Diese private und berufliche Erfolgsgeschichte endete abrupt in einer Katastrophe. Am 30. Dezember 2023, dem vorletzten Tag des vergangenen Jahres. „Noch im selben Monat war er zum Check-Up beim Arzt gewesen, und alles war in Ordnung“, erinnert sich Katrin Achilles. Der 59-Jährige sei ein typischer Workaholic gewesen, auch an jenem verhängnisvollen Tag mitten in den Betriebsferien zwischen Weihnachtszeit und neuem Jahr habe man seine innere Unruhe gespürt. Für einige Erledigungen fuhr er los – und erlitt in Weimar, zu Fuß
unterwegs, einen Herzinfarkt. Rettungskräfte waren schnell vor Ort, aber letztlich kämpften auch die Ärzte in der Klinik vergebens um sein Leben.
„Wir hatten für Silvester ein bisschen Knallzeug geholt“, so Katrin Achilles. „Er sagte noch: Komm, wir heben für meinen 60. Geburtstag drei Raketen auf.“Die ließ die jetzt knapp 48-Jährige dann auch tatsächlich an jenem Donnerstag zusammen mit den Zwillingen im Gedenken an Veit Flassig in den Himmel steigen. Kaum zu fassen, dass an jenem Tag auch die Weichen für die Zukunft der Bäckerei gestellt wurden: André Helmke sagte zu, als angestellter Bäckermeister und
Technischer Betriebsleiter das Ruder in der Backstube zu übernehmen. Über Facebook hatte Katrin Achilles bei ihm angefragt, man kannte sich schon länger. Denn Helmke entstammt auch einer alten Erfurter Bäcker-Familie und hatte in seiner Ausbildung eine Menge von Veit Flassig gelernt, der damals als Geselle in dem Betrieb arbeitete. Der Kontakt blieb über die Jahre erhalten.
Schwere Wochen lagen damals hinter Katrin Achilles: „Ich kämpfte quasi an drei Fronten“, erinnert sie sich. Für die Familie musste es irgendwie weitergehen, sie wollte den Bäckerbetrieb („sein Baby!“) unbedingt erhalten, und es gab diverse
Probleme rund um das Erbe des Verstorbenen zu klären – die beiden waren, wie erwähnt, nicht verheiratet.

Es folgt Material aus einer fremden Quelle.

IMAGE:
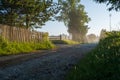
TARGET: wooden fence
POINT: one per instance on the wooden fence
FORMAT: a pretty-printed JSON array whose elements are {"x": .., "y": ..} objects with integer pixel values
[{"x": 20, "y": 34}]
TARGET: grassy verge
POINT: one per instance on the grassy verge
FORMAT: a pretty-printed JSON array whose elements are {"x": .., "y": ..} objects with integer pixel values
[
  {"x": 103, "y": 63},
  {"x": 64, "y": 42},
  {"x": 8, "y": 48}
]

Eines der Probleme, denen sie sich stellen musste: Mit Veit Flassigs Tod und die Betriebsunterbrechung erlosch der bis dahin geltende Bestandsschutz in Bezug auf diverse geltende Standards. „Wir mussten Fliesen neu versiegeln, eine neue Decke einbauen, Fenster und Türen abschleifen, neue Spüle, neue Tische“, zählt Katrin Achilles auf. Mit „wir“meint sie eine Gruppe von Freunden, „ohne die wir es niemals geschafft hätten. Teilweise haben hier sechs bis sieben Leute gleichzeitig gemalert und Zeug geschleppt.“Die letzten finanziellen Rücklagen der EU-Rentnerin gingen für die Vorbereitungen zum Neustart drauf.

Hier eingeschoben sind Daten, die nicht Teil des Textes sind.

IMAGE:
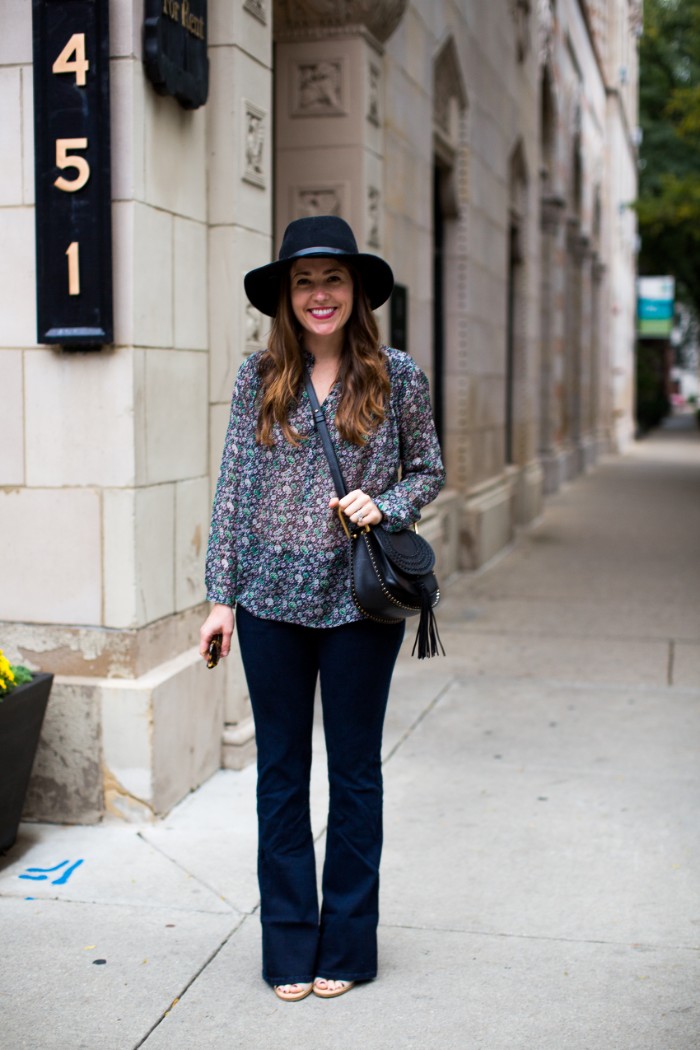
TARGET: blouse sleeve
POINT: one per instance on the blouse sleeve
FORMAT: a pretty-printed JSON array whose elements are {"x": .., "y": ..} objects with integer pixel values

André Helmke, 48 Jahre alt, hatte keinen einfachen Einstieg: Herz der Kranichfelder Bäckerei ist nämlich ein mehr als 60 Jahre alter, gemauerter Steinofen. „Den muss man erst ganz genau kennen lernen, das ging Veit damals genauso“, sagt Katrin Achilles. „Aber der Ofen bringt eben auch die ganz besondere Qualität.“Die kehre jetzt zurück: „Jeden Tag ein Stück mehr.“Helmkes Schicht beginnt jede Nacht um 23 Uhr.
Mit der gelernten Konditorin Bettina Schilling fand Katrin Achilles eine zweite Fachkraft, dazu Lena Reinemann als Verkäuferin mit Vollzeit-Stelle. Die Witwe, auf die jetzt der Pachtvertrag läuft, kümmert sich um Planung, Buchhaltung und hilft im Verkauf aus, allerdings darf sie als Rentnerin maximal 15 Stunden pro Woche offiziell arbeiten. Geöffnet hat der Laden mit Café dienstags bis freitags 6 bis 17 Uhr, samstags 6 bis 10 Uhr.